Bu Aisyah menggelengkan kepalanya pelan ke arahku.
"Tidak. Jangan berterima kasih. Ibu merasa sangat buruk karena tidak bisa melakukan apa pun untuk menyelamatkan nyonya Carolyn,"
"Jangankan Ibu, aku yang berada tepat di hadapannya saja nggak bisa melakukan apa pun untuk menyelamatkannya." ceritaku dengan suara berat.
Mengatakan sesuatu yang seperti ini bukanlah perkara yang mudah bagiku. Tenggorokanku seperti tercekat.
"Bu carolyn selalu mengatakan bahwa ia ingin membawa nak Bambang pergi sejauh mungkin dari Indonesia karena ia tahu, mau tidak mau nak Bambang akan ditarik masuk ke dunia mafia yang begitu kejam karena menjadi satu-satunya pewaris keluarga. Nyonya Carolyn ingin nak Bambang menjalani hidup yang normal, sebagai seorang anak SMA biasa tanpa tahu menahu tentang kehidupan duni mafia."

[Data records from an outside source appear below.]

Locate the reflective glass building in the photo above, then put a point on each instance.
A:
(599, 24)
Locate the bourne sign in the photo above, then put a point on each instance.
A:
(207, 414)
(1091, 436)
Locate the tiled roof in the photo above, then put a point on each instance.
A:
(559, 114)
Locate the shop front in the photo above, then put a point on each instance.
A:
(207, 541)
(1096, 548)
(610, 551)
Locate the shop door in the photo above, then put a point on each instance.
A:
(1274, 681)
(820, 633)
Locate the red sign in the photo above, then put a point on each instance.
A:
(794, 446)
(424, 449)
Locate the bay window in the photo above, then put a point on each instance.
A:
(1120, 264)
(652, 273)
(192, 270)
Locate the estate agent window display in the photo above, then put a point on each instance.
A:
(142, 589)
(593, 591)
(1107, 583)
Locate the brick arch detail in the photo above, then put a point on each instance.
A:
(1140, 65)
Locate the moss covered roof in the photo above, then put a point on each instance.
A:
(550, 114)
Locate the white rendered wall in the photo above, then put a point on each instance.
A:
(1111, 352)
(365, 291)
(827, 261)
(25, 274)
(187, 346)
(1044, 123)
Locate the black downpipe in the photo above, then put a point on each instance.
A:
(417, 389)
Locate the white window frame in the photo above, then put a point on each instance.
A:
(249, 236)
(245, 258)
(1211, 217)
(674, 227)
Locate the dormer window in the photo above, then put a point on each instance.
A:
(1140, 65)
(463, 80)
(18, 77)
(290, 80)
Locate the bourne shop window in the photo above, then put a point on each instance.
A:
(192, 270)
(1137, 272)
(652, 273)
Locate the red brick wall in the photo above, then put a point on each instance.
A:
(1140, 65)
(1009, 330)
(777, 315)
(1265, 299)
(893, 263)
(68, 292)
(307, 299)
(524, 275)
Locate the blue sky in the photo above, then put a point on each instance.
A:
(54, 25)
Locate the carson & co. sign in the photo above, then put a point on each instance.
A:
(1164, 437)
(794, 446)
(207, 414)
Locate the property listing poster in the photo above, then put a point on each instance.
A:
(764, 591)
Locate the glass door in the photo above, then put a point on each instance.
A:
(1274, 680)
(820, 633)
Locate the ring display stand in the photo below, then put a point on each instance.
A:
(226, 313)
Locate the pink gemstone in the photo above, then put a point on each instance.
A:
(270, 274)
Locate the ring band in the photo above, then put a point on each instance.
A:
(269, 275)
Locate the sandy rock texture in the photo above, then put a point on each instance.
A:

Dasar ibu. Ya, tidak heran jika ia ingin membawaku pergi. Ia pasti sudah cukup muak dengan dunia kotor ini.
Dan sekarang, tugasku adalah mencari pemantik api tersebut. Kenapa mereka meminta hal seperti itu dari Ibu? Kenapa mereka tidak langsung menyerang ayah atau Sayuti saja jika benda itu berhubungan dengan kelompok Elang yang lain?
***
"Untuk yang satu itu gue nggak tahu, Bams!" sahut Bagus begitu aku meminta pendapatnya.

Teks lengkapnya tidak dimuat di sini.